そして、各ヒロインのシナリオで語られる各チャプターは、
それぞれの時系列に散りばめられています。
いきなり戦後の話に飛んだり、戦前の話に戻ったり。
もちろんそれには理由があるわけですが・・・。
無論初回プレイ時には、戦争編などというものがあるとは思っていませんので、
そのまま素直に受け取っていたわけですが、さっぱりわからんのです。
正に、千々に撒かれたパズルのピース、どうか優しく配列されますようにって感じです(泣
はっきりいって2週目推奨ゲーなのは間違いないです。

個人的には、全てのリンクを読み終え、エンディングまでいった暁には、
時系列を全て正常に組み直した形で、リプレイが可能とかいうシステムだったら
最高だと思ったんですが・・・。

さらに神樹の館でも思いましたが、田中ロミオ氏、博識すぎ・・・。
神樹の館のように気取った文章ではありませんが、
心理学とか物理学とかにある程度興味無いと、正直キッツイ文章ではないでしょうか・・・。
その文章のせいもあってか、時系列で分かりにくいところにダブルインパクト。
ホントに人によって評価が分かれるゲームですわ・・・。


日常会話は、クロスチャンネルほど弾けてはないですが、やはり面白!です。
むしろこのあたりがバランス取れていていいかな?
なんというかみょーなまったり感があって癒されます。
家計やクロスチャンネルとはまた違った日常会話ですねえ。

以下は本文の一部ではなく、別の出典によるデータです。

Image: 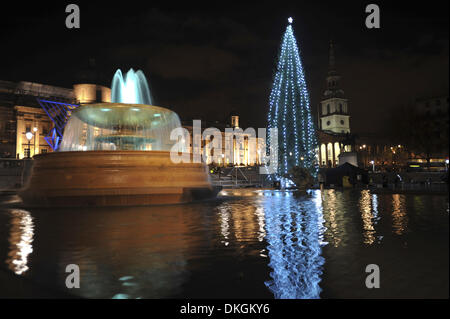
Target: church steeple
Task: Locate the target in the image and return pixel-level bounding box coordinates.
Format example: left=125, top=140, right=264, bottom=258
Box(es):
left=323, top=40, right=344, bottom=98
left=328, top=40, right=336, bottom=75
left=319, top=41, right=350, bottom=134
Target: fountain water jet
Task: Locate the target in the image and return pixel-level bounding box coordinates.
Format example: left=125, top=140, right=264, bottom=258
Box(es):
left=20, top=69, right=218, bottom=206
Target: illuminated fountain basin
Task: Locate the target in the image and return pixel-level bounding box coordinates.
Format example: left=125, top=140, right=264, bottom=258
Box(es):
left=20, top=69, right=218, bottom=206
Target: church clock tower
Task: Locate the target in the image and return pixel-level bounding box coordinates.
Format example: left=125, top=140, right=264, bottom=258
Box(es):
left=318, top=42, right=350, bottom=134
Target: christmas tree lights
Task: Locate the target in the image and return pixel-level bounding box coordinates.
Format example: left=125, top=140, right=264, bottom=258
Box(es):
left=268, top=18, right=319, bottom=177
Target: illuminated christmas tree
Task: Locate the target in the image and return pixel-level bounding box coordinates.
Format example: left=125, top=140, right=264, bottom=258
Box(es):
left=268, top=18, right=319, bottom=181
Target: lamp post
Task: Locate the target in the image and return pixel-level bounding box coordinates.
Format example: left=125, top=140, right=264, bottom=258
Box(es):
left=25, top=132, right=33, bottom=158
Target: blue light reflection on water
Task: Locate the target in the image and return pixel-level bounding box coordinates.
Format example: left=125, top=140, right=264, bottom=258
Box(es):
left=0, top=189, right=449, bottom=299
left=264, top=191, right=325, bottom=299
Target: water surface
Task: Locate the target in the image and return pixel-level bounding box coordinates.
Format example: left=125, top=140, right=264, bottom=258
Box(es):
left=0, top=190, right=449, bottom=298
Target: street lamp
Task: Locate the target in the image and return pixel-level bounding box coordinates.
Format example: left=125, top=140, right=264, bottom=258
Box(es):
left=25, top=132, right=33, bottom=158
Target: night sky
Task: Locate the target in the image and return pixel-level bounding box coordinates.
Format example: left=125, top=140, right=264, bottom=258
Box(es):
left=0, top=0, right=449, bottom=133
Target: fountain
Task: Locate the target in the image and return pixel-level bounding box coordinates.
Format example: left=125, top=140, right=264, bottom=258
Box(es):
left=20, top=69, right=217, bottom=206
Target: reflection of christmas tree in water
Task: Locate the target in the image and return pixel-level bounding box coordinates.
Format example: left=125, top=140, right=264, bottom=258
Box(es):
left=264, top=191, right=325, bottom=299
left=268, top=18, right=318, bottom=180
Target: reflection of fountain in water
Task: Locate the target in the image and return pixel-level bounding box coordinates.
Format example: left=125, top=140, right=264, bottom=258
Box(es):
left=6, top=209, right=34, bottom=275
left=264, top=191, right=324, bottom=299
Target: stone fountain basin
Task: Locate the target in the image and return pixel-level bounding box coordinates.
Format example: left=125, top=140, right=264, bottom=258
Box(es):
left=19, top=151, right=214, bottom=207
left=72, top=103, right=174, bottom=128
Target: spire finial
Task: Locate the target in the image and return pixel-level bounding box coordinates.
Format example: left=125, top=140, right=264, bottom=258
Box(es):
left=328, top=40, right=335, bottom=71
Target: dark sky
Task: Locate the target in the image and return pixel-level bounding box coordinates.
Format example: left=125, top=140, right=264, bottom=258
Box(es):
left=0, top=0, right=449, bottom=132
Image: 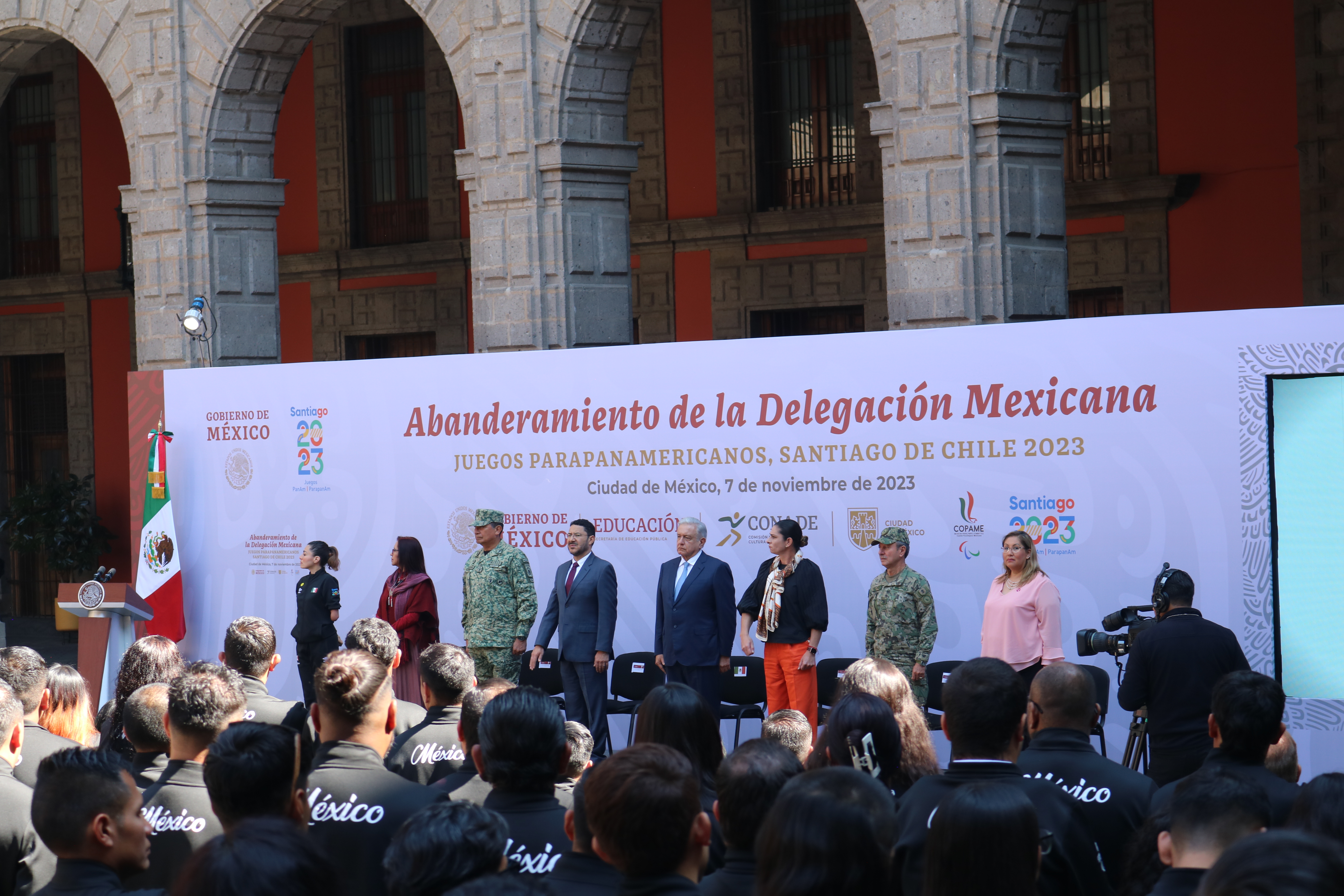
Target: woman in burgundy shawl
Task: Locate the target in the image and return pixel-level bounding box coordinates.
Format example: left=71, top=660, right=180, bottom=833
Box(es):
left=376, top=536, right=438, bottom=705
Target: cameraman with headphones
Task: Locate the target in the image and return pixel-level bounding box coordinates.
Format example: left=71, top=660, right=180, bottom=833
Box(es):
left=1117, top=568, right=1250, bottom=787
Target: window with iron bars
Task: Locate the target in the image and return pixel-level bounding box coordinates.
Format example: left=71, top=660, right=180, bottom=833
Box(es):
left=347, top=19, right=429, bottom=247
left=0, top=78, right=60, bottom=277
left=1060, top=1, right=1110, bottom=180
left=753, top=0, right=855, bottom=210
left=1068, top=286, right=1125, bottom=317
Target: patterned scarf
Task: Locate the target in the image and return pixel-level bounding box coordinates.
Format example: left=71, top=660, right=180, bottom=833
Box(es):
left=757, top=549, right=802, bottom=641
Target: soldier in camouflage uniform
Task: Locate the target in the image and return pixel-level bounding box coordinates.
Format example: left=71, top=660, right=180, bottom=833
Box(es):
left=462, top=509, right=536, bottom=684
left=864, top=525, right=938, bottom=706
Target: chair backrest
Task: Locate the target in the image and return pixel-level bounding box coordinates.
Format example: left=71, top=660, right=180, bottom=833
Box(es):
left=1078, top=664, right=1110, bottom=717
left=612, top=652, right=667, bottom=700
left=517, top=648, right=564, bottom=697
left=925, top=660, right=965, bottom=712
left=719, top=657, right=765, bottom=706
left=812, top=657, right=857, bottom=709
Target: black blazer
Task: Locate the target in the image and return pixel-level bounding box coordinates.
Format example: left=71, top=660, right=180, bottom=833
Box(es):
left=653, top=551, right=737, bottom=666
left=289, top=570, right=340, bottom=644
left=738, top=558, right=831, bottom=644
left=1116, top=607, right=1251, bottom=750
left=536, top=554, right=616, bottom=662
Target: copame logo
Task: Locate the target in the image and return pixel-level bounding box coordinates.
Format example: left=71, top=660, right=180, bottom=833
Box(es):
left=952, top=492, right=985, bottom=537
left=957, top=492, right=976, bottom=523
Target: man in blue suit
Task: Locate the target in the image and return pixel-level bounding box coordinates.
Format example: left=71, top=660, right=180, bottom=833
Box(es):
left=653, top=517, right=737, bottom=709
left=530, top=520, right=616, bottom=756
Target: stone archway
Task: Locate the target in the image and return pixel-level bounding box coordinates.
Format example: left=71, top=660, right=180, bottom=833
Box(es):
left=859, top=0, right=1075, bottom=328
left=458, top=0, right=659, bottom=351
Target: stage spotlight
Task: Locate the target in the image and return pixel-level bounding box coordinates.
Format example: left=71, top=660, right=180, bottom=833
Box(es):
left=181, top=295, right=206, bottom=336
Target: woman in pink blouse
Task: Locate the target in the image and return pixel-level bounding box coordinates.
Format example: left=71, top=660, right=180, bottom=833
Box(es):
left=980, top=529, right=1064, bottom=688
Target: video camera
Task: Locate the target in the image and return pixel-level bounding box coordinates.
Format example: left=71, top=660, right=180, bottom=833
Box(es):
left=1078, top=603, right=1157, bottom=657
left=1078, top=563, right=1179, bottom=662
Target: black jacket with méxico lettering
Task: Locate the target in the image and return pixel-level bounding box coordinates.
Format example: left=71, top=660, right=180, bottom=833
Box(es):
left=1116, top=607, right=1251, bottom=751
left=1149, top=750, right=1302, bottom=827
left=546, top=849, right=621, bottom=896
left=289, top=570, right=340, bottom=642
left=130, top=751, right=168, bottom=793
left=895, top=759, right=1113, bottom=896
left=243, top=676, right=308, bottom=733
left=1017, top=728, right=1157, bottom=887
left=308, top=740, right=441, bottom=896
left=482, top=790, right=570, bottom=880
left=13, top=721, right=83, bottom=787
left=0, top=759, right=56, bottom=896
left=383, top=706, right=466, bottom=784
left=34, top=858, right=164, bottom=896
left=126, top=759, right=224, bottom=889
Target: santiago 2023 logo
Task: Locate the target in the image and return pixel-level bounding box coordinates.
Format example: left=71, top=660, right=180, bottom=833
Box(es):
left=1008, top=496, right=1078, bottom=544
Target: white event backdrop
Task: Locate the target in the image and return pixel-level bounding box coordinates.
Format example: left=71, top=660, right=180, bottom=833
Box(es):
left=164, top=308, right=1344, bottom=771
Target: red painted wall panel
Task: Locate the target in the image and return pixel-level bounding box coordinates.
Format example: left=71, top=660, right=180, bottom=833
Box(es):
left=89, top=299, right=134, bottom=582
left=280, top=283, right=313, bottom=364
left=1153, top=0, right=1302, bottom=312
left=274, top=44, right=317, bottom=255
left=672, top=248, right=714, bottom=342
left=78, top=54, right=130, bottom=271
left=663, top=0, right=719, bottom=220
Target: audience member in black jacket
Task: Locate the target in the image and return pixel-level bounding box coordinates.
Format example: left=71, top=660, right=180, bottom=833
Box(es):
left=472, top=688, right=570, bottom=877
left=0, top=684, right=56, bottom=896
left=583, top=743, right=710, bottom=896
left=219, top=617, right=308, bottom=736
left=128, top=662, right=247, bottom=889
left=121, top=682, right=168, bottom=793
left=634, top=681, right=726, bottom=873
left=32, top=747, right=163, bottom=896
left=700, top=741, right=796, bottom=896
left=383, top=801, right=508, bottom=896
left=1152, top=767, right=1270, bottom=896
left=895, top=657, right=1111, bottom=896
left=204, top=721, right=312, bottom=834
left=386, top=644, right=476, bottom=784
left=546, top=780, right=621, bottom=896
left=1117, top=570, right=1250, bottom=787
left=1152, top=672, right=1302, bottom=827
left=1017, top=662, right=1157, bottom=887
left=0, top=648, right=81, bottom=787
left=308, top=650, right=439, bottom=896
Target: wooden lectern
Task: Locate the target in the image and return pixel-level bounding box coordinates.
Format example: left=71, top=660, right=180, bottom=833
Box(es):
left=56, top=580, right=155, bottom=706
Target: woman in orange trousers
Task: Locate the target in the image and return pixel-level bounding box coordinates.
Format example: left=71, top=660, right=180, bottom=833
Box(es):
left=738, top=520, right=828, bottom=736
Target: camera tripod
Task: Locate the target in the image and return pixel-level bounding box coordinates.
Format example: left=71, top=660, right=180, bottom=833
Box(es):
left=1122, top=706, right=1148, bottom=771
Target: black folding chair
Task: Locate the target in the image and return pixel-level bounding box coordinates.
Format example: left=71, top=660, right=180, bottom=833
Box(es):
left=719, top=657, right=765, bottom=750
left=817, top=657, right=859, bottom=724
left=1083, top=666, right=1110, bottom=756
left=925, top=660, right=965, bottom=728
left=517, top=648, right=564, bottom=712
left=606, top=652, right=667, bottom=755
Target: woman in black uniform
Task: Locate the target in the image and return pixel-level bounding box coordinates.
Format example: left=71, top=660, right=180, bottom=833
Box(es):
left=289, top=541, right=340, bottom=706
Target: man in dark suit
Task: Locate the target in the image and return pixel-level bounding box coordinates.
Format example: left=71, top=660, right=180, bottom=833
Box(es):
left=653, top=517, right=737, bottom=709
left=530, top=520, right=616, bottom=756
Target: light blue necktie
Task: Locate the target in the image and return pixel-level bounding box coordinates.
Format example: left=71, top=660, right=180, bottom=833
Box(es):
left=672, top=560, right=691, bottom=603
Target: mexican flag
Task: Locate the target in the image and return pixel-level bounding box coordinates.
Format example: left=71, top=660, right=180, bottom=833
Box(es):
left=136, top=420, right=187, bottom=641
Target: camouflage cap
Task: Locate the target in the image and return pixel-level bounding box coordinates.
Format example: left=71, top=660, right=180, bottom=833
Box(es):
left=472, top=508, right=504, bottom=525
left=874, top=525, right=910, bottom=548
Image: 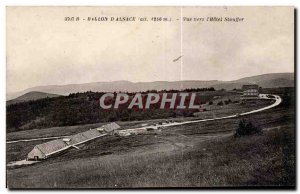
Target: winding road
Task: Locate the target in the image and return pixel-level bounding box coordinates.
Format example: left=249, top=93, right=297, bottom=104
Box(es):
left=6, top=94, right=282, bottom=144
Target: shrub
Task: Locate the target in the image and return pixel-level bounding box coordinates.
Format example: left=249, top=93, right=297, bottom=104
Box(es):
left=234, top=119, right=262, bottom=137
left=217, top=101, right=224, bottom=106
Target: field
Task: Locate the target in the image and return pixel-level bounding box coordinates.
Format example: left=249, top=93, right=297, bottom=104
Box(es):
left=7, top=89, right=295, bottom=188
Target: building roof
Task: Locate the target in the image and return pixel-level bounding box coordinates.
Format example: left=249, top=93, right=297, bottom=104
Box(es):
left=242, top=84, right=258, bottom=90
left=29, top=123, right=120, bottom=155
left=102, top=123, right=120, bottom=132
left=69, top=129, right=101, bottom=145
left=35, top=139, right=68, bottom=154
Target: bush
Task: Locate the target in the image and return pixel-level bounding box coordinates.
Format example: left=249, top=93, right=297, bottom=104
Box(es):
left=234, top=119, right=262, bottom=137
left=217, top=101, right=224, bottom=106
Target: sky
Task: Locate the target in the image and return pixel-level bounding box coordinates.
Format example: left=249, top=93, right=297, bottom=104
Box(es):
left=6, top=7, right=294, bottom=93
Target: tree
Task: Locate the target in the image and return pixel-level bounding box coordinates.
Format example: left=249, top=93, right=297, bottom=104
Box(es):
left=234, top=119, right=262, bottom=137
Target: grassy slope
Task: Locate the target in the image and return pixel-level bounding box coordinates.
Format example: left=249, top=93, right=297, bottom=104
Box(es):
left=7, top=92, right=295, bottom=188
left=7, top=117, right=295, bottom=188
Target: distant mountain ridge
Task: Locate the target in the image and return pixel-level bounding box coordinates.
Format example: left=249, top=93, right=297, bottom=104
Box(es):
left=6, top=91, right=60, bottom=105
left=7, top=73, right=294, bottom=100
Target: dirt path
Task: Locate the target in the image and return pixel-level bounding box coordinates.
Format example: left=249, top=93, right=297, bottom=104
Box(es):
left=6, top=94, right=282, bottom=144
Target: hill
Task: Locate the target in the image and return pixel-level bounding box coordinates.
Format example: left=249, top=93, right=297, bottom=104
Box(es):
left=6, top=91, right=60, bottom=105
left=7, top=73, right=294, bottom=100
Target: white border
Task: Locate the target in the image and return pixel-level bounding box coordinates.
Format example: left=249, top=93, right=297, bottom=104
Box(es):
left=0, top=0, right=300, bottom=193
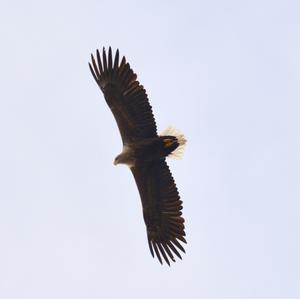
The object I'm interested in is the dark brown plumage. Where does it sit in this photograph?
[89,47,186,265]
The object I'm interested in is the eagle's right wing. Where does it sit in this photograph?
[131,160,186,265]
[89,47,157,143]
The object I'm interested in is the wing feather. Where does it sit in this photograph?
[89,47,157,143]
[131,160,186,265]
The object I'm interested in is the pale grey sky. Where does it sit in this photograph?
[0,0,300,299]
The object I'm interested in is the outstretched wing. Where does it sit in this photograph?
[131,160,186,265]
[89,47,157,143]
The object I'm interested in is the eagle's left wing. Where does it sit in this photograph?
[131,160,186,265]
[89,47,157,144]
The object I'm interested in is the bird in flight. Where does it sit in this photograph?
[89,47,186,266]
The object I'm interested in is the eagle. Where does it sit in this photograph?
[89,47,186,266]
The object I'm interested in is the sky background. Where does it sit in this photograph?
[0,0,300,299]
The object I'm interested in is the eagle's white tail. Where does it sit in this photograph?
[160,127,187,159]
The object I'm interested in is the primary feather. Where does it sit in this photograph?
[89,47,186,265]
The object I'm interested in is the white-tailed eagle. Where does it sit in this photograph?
[89,47,186,265]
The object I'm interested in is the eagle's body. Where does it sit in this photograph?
[89,48,186,265]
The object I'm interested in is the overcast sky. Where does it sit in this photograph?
[0,0,300,299]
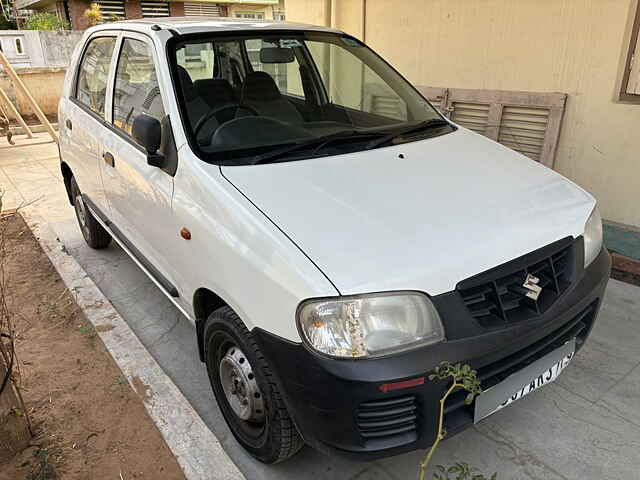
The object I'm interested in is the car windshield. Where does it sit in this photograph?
[171,32,454,165]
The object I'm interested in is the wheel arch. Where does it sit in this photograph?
[193,287,232,362]
[60,162,73,205]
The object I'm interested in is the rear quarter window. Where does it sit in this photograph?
[75,37,116,117]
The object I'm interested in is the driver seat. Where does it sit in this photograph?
[178,65,219,145]
[240,72,304,124]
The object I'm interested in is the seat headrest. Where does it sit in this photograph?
[242,72,281,101]
[178,65,198,102]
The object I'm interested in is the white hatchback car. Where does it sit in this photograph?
[59,18,610,463]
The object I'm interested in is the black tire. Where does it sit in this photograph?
[71,177,111,249]
[204,307,304,464]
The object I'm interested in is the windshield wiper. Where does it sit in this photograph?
[365,118,451,150]
[251,130,386,165]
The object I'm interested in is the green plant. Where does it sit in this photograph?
[0,11,17,30]
[22,12,69,30]
[420,362,498,480]
[433,462,498,480]
[84,3,104,26]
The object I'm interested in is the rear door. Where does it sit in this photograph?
[100,32,179,296]
[60,32,117,213]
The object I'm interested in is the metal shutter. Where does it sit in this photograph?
[140,0,169,18]
[96,0,125,20]
[419,87,567,167]
[184,2,220,17]
[450,102,489,135]
[498,105,549,162]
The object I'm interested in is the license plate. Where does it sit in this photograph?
[474,338,576,423]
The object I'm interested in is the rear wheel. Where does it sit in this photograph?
[204,307,304,463]
[71,177,111,249]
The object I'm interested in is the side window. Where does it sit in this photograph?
[176,42,215,81]
[216,40,247,89]
[113,38,165,135]
[76,37,116,116]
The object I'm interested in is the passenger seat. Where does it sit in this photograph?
[240,72,304,124]
[193,78,238,124]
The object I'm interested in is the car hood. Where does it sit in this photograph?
[222,129,595,295]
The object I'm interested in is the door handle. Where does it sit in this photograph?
[102,152,115,167]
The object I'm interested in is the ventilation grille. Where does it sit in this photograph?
[184,2,220,17]
[498,106,549,161]
[459,245,573,326]
[356,395,418,441]
[451,102,489,135]
[96,0,125,20]
[140,1,169,18]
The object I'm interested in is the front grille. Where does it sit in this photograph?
[444,300,598,434]
[458,241,575,326]
[356,395,418,441]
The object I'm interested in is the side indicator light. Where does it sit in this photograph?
[378,377,424,393]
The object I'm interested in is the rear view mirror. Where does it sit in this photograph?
[132,113,165,168]
[260,47,293,63]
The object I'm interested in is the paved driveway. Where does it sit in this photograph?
[0,136,640,480]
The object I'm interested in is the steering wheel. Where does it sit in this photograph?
[193,103,260,138]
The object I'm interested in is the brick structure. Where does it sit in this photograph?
[124,0,142,19]
[67,0,90,30]
[169,2,184,17]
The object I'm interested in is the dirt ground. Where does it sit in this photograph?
[0,215,184,480]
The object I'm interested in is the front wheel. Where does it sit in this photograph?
[204,307,304,463]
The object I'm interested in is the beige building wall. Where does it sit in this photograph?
[0,67,65,120]
[229,0,284,20]
[286,0,640,226]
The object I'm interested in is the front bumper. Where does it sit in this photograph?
[254,249,611,459]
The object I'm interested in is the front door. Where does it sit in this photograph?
[100,33,178,296]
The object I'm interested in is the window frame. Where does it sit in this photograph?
[112,32,169,139]
[13,37,27,57]
[619,1,640,103]
[233,11,266,20]
[69,30,121,122]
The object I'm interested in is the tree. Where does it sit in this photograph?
[84,3,103,27]
[22,12,69,30]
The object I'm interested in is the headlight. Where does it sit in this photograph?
[584,207,602,268]
[298,292,444,358]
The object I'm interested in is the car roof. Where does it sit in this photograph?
[91,17,343,34]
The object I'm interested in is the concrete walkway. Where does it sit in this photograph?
[0,133,640,480]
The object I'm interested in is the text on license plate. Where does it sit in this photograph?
[474,340,575,422]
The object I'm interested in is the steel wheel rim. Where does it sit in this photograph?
[218,345,265,423]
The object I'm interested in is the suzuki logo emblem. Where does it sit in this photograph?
[522,274,542,301]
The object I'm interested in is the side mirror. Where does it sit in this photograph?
[132,113,165,168]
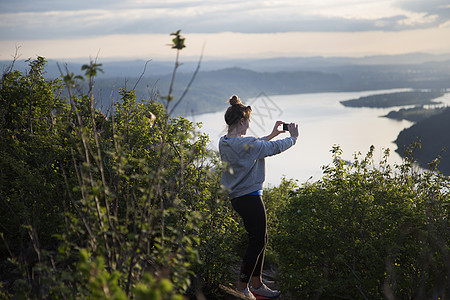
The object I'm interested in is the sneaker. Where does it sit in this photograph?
[251,283,280,298]
[242,287,256,300]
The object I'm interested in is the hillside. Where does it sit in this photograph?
[341,91,444,108]
[395,108,450,176]
[91,68,345,115]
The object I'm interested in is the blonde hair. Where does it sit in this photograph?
[225,95,252,126]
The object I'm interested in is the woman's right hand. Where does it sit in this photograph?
[288,123,298,138]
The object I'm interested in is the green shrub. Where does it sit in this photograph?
[275,147,450,299]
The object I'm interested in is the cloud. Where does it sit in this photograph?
[0,0,450,40]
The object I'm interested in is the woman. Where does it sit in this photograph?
[219,96,298,299]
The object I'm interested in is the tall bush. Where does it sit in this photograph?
[0,32,239,299]
[275,147,450,299]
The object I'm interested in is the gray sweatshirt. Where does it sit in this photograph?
[219,136,297,199]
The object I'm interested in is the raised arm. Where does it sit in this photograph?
[261,121,284,141]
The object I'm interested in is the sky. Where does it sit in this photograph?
[0,0,450,61]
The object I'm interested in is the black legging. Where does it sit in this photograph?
[231,195,267,283]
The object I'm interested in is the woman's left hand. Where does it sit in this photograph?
[263,121,284,141]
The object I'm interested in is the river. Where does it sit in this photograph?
[189,89,450,187]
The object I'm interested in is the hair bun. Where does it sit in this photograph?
[228,95,242,105]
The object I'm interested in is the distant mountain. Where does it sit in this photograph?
[0,53,450,115]
[0,53,450,77]
[395,108,450,176]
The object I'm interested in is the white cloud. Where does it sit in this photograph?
[0,0,450,40]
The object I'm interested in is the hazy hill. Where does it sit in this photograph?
[0,53,450,114]
[395,108,450,176]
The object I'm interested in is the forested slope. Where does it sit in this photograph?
[395,108,450,175]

うま。とか
キャラ的にはやはりイチオシは葉子ですね。
デビルアナライズ開始。とかまえばりとか唐突に笑わせてくれますw


さて、問題の戦争編以後のむつかしい話ですが、
ここが賛否両論でしょうね。
戦争編はそれはそれで完結しているため、時系列の問題はないわけですが、
その他部分での未回収伏線or分かり難い箇所の解説があるわけではありません。
戦前、戦後のまとめがないとどうしても細かい謎については理解出来ないんですよね〜。

戦争編自体も、専門用語の羅列でなかなか難しいですが、
時系列のトラップがないだけ全然マシです。
貴宮忍、起動!から始まり、南の敬礼や、
「敵」との戦闘直前のチャット会話などなかなか熱いものがありました。


反面、笛子関係や門倉関係はサパーリでしたよ。
プレイしてて確かに変だとは思ってましたが、解説があるわけでもなし、
自力で、時系列を整理してまとめないとどうにも分からない。
流石にきっついものがありますなあ。
誰か時系列を整理して本当の時系列通りにシナリオ組んでくれませんかねえw


で、総評ですが、文章は非常に洗練されていますが、難しい。
シナリオはよく出来た近未来SFですが、優しくない。
エンターテイメント性はないですが、作品としてはこれ以上ないくらい上手い出来です。
深く読み込む力と忍耐力がある人ならば最上級の評価になるかもしれません。

個人的な評価では・・・ん〜やはりもうちょっと優しくして欲しいかな、とw
ということで良作認定に留めます。